La encuesta del IEP de febrero del 2019 nos muestra algunos resultados interesantes vinculados a este tema tan controversial. Cuando se le preguntó a los encuestados si alguna vez en su vida se habían sentido discriminados, un 33% respondió de manera afirmativa. Es decir, que 1 de cada 3 peruanos ha sido víctima de discriminación por al menos uno de estos motivos: color de piel, clase social, sexo, peso u orientación sexual. Una cifra que de por sí nos habla de una sociedad muy prejuiciosa, entendiendo el prejuicio como una actitud principalmente negativa hacia los integrantes de algún grupo social. En esa línea, los miembros de un colectivo específico desagradan únicamente por su pertenencia a dicho grupo social. El prejuicio sienta así las bases para la discriminación, que implica la adopción de comportamientos negativos dirigidos hacia los integrantes de grupos sociales que son víctimas de prejuicio.
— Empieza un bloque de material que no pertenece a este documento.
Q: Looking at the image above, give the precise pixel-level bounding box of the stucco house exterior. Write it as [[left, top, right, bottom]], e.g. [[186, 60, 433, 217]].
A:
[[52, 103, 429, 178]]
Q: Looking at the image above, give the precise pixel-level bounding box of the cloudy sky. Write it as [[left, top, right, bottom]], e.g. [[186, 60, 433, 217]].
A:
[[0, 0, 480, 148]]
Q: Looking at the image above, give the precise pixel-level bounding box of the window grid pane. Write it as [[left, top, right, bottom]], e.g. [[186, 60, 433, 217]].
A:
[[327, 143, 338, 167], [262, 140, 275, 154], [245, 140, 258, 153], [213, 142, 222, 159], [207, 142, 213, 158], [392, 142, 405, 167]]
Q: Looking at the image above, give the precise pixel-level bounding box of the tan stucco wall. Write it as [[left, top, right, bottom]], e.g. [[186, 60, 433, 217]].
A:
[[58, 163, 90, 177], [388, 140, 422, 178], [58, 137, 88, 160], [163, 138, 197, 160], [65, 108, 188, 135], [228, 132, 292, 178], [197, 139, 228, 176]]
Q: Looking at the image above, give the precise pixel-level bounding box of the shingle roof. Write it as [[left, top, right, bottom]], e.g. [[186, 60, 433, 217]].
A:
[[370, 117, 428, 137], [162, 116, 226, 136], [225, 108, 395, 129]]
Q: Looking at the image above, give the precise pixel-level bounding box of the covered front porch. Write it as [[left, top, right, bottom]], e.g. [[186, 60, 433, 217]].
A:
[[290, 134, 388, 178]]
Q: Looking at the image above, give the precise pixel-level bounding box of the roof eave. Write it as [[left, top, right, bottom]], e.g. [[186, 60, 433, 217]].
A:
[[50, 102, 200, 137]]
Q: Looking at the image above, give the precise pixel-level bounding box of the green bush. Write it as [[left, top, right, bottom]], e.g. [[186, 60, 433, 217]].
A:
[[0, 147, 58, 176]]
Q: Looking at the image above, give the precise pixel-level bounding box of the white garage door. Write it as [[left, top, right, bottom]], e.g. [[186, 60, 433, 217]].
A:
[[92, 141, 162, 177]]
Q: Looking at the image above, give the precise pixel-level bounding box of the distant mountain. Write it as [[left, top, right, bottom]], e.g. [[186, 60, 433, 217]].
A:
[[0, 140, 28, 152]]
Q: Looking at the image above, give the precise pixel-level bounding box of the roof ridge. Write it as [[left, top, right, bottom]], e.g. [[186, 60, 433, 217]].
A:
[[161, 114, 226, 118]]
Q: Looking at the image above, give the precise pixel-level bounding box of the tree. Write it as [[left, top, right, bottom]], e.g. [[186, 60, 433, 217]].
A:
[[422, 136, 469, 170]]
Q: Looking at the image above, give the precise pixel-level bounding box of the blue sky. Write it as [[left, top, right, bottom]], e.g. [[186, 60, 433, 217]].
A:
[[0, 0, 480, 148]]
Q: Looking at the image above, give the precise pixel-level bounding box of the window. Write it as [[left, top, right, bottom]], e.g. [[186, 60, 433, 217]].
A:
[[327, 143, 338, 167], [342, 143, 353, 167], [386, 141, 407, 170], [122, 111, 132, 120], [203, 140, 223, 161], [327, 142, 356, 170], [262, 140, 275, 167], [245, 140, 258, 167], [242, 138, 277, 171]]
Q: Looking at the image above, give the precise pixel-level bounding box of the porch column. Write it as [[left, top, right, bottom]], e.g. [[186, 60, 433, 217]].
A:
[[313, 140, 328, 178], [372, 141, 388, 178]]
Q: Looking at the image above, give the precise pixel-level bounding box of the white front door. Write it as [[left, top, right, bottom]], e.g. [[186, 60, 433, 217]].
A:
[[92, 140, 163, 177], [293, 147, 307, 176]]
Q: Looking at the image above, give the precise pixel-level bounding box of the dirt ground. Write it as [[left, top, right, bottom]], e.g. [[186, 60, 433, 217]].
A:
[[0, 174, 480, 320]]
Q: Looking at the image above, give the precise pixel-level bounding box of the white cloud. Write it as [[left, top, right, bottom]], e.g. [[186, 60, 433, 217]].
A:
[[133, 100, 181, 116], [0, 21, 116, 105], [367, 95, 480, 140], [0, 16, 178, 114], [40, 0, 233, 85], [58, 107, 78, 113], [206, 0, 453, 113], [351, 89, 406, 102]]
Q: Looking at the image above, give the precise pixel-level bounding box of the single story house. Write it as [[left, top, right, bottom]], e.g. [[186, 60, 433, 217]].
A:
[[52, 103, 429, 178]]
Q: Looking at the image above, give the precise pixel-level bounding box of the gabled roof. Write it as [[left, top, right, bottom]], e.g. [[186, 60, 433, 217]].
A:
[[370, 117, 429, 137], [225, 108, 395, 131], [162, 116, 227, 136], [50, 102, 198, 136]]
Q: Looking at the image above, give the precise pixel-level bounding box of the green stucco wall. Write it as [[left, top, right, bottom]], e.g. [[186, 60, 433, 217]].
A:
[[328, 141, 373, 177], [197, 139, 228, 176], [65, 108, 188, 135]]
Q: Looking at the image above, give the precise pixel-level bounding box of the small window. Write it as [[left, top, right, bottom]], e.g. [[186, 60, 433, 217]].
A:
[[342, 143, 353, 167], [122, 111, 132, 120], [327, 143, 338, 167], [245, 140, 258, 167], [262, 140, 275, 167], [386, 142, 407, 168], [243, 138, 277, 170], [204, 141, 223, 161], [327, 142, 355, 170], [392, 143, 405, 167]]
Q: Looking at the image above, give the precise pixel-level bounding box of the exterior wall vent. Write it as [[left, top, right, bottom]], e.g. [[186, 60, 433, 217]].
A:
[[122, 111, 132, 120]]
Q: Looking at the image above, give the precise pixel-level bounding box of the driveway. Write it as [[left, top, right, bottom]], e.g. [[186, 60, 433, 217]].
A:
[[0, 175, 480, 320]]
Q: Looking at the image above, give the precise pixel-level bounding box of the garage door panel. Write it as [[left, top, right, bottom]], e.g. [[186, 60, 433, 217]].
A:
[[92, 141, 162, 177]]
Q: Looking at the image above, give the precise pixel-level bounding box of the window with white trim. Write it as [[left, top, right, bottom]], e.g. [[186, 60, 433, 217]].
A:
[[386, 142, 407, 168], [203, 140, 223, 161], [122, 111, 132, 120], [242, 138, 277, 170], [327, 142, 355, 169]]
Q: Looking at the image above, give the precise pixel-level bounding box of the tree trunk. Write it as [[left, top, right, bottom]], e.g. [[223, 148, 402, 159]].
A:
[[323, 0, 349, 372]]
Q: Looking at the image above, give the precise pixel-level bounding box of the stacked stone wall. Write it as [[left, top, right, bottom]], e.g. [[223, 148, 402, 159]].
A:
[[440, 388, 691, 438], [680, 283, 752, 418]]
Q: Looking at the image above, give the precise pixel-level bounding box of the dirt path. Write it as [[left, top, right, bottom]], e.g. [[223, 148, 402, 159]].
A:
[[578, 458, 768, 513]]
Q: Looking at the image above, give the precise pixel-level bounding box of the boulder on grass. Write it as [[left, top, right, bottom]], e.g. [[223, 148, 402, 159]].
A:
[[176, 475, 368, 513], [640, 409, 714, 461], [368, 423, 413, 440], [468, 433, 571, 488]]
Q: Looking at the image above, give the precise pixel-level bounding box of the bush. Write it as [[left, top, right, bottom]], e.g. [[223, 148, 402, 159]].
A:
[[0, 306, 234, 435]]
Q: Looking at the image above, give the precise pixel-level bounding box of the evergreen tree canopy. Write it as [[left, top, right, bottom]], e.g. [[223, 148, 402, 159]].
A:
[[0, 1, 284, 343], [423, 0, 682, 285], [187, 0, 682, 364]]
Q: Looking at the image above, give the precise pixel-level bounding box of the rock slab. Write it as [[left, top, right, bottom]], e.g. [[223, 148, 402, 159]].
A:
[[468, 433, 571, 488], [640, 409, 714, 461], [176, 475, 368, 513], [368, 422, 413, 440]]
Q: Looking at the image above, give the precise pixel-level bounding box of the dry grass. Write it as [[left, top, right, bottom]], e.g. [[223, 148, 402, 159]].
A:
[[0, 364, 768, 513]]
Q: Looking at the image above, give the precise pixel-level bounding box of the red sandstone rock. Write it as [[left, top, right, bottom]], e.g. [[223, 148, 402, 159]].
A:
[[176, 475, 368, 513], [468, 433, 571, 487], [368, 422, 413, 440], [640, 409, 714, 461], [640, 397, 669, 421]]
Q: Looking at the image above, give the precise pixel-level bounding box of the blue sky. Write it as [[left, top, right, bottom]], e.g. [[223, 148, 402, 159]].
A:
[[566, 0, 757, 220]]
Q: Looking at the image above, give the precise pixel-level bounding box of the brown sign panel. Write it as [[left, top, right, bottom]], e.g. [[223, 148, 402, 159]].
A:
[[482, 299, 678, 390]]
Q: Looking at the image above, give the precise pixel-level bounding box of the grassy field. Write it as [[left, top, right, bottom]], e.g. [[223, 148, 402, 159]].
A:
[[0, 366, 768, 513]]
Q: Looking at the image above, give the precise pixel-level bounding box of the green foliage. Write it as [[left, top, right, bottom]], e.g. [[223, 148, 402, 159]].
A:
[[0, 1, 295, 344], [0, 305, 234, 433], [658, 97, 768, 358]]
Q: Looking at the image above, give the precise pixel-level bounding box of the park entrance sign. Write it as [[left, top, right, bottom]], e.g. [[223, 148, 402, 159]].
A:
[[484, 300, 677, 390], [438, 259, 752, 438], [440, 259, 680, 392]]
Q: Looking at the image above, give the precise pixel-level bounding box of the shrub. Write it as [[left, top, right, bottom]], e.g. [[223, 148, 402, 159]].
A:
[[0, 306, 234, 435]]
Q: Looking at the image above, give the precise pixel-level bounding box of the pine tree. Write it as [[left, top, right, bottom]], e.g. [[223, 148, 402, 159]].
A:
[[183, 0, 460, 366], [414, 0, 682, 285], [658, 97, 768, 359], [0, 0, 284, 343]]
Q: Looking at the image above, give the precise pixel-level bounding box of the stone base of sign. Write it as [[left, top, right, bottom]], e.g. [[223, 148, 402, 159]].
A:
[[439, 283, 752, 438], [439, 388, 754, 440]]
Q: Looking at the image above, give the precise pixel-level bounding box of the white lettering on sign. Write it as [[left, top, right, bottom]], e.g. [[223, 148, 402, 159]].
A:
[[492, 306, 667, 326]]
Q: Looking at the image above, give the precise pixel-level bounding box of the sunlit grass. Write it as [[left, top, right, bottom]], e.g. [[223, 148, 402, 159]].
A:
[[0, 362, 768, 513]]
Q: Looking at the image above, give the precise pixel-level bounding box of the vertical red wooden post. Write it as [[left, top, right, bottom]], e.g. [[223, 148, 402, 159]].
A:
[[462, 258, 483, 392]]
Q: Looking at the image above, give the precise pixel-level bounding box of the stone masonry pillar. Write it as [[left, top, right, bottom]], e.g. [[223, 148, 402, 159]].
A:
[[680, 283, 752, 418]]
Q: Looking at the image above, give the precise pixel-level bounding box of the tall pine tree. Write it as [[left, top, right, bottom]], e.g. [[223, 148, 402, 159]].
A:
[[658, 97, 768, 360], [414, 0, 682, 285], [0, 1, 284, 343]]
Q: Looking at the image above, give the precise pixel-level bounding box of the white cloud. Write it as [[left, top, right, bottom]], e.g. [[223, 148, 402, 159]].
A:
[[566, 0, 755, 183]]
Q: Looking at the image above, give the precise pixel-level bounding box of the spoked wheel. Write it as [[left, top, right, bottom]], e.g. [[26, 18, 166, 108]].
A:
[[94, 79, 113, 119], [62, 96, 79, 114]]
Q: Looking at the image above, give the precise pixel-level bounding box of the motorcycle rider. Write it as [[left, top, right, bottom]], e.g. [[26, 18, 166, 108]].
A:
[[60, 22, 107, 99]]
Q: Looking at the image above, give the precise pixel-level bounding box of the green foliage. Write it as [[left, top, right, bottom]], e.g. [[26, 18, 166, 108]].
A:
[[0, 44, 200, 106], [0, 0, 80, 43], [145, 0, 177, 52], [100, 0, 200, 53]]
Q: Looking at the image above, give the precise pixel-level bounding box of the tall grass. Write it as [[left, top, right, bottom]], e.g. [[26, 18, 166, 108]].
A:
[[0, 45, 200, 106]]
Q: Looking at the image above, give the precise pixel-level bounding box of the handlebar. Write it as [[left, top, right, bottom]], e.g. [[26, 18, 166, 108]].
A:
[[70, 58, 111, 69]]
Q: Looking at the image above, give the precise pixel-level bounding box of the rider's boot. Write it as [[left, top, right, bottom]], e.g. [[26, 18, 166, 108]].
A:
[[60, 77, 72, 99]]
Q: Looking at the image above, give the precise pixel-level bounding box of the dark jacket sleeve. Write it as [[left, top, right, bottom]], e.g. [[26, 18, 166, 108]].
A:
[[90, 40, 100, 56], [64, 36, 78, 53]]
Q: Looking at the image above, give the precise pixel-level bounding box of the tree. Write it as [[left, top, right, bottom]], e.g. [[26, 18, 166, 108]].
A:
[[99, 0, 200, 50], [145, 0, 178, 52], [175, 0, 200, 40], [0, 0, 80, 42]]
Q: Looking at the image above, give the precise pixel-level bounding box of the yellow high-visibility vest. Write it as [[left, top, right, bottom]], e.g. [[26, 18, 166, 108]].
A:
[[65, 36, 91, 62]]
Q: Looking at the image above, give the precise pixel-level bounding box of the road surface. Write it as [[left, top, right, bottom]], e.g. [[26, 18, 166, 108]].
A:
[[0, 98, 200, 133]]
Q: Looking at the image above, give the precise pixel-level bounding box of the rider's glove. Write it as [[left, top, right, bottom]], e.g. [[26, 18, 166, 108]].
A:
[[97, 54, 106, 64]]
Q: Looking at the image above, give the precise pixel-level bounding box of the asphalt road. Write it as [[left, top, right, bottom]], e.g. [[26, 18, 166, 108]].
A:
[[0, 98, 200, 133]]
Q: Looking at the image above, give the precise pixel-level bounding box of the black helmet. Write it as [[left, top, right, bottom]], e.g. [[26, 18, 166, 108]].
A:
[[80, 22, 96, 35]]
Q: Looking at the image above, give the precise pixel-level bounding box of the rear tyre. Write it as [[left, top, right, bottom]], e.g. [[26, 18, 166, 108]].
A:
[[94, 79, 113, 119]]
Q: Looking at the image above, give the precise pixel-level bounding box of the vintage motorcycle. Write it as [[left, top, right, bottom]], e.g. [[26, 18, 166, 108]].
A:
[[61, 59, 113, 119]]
¿Y quiénes son estas víctimas de prejuicio en nuestro país? ¿Podemos sintetizarlo en una ecuación de vulnerabilidad? Los resultados obtenidos a nivel nacional revelan que quienes han experimentado con mayor fuerza la discriminación se encuentran principalmente entre las personas de los niveles socioeconómicos más bajos (la cifra llega a 37% en el NSE D/E), entre las mujeres (38%, a diferencia del 29% en hombres) y entre aquellos con un nivel educativo básico (37%, versus el 27% en el grupo con educación superior). En síntesis, ser pobre, ser mujer y tener menor acceso a educación son fuentes importantes de discriminación. Ya en estudios anteriores, como el de LAPOP, se ha encontrado que en Perú la presencia de actitudes discriminatorias es más alta que en los países vecinos, y que incluso entre personas con las mismas habilidades y un nivel de instrucción similar, se realizan pagos diferenciados y se accede a menos oportunidades laborales solo por el hecho de ser mujer o pertenecer a un grupo étnico marginado. Una realidad difícil de cambiar en el corto plazo, pero de la que hay tener plena conciencia para diseñar estrategias e implementar políticas públicas que contribuyan a la lucha contra la discriminación en todas sus formas.
Otro dato igual de importante tiene que ver con cuál es el motivo principal de discriminación en nuestro país. Los encuestados señalaron en primer lugar la clase social (21%), seguido por el peso (18%) y el color de piel (13%). En menor medida, se mencionan el sexo (7%) y la orientación sexual (4%). Que el primer lugar lo ocupe la clase social no debe sorprender a nadie: el Perú es un país clasista desde siempre. Pero que el segundo motivo que más haya sido mencionado sea el peso, especialmente en mujeres (24%), da cuenta de una sociedad en la que cada vez se valora más la apariencia y el encajar en un modelo de belleza particular, en donde estar con sobrepeso representa no solo un problema de salud física sino también emocional.
En general, recordemos que cuando las personas son víctimas de discriminación, y principalmente de racismo, sufren una pérdida de su confianza y su autoestima. Viven sintiéndose menos que el resto y aprenden a no amarse a sí mismos. Los rezagos pueden durar toda la vida y causar inmenso dolor dependiendo de la gravedad del caso, como ha podido verse en estudios previos. Por ello es importante reflexionar a partir de estos resultados y entender la necesidad de fomentar una cultura más inclusiva, en la que tanto la escuela como el hogar, sean espacios socializadores que luchen activamente contra la discriminación y sus consecuencias. Apuntemos a educar en igualdad y a enseñar que el respeto a las diferencias nos hará un país más integrado, menos violento y con ciudadanos que valoren plenamente su diversidad.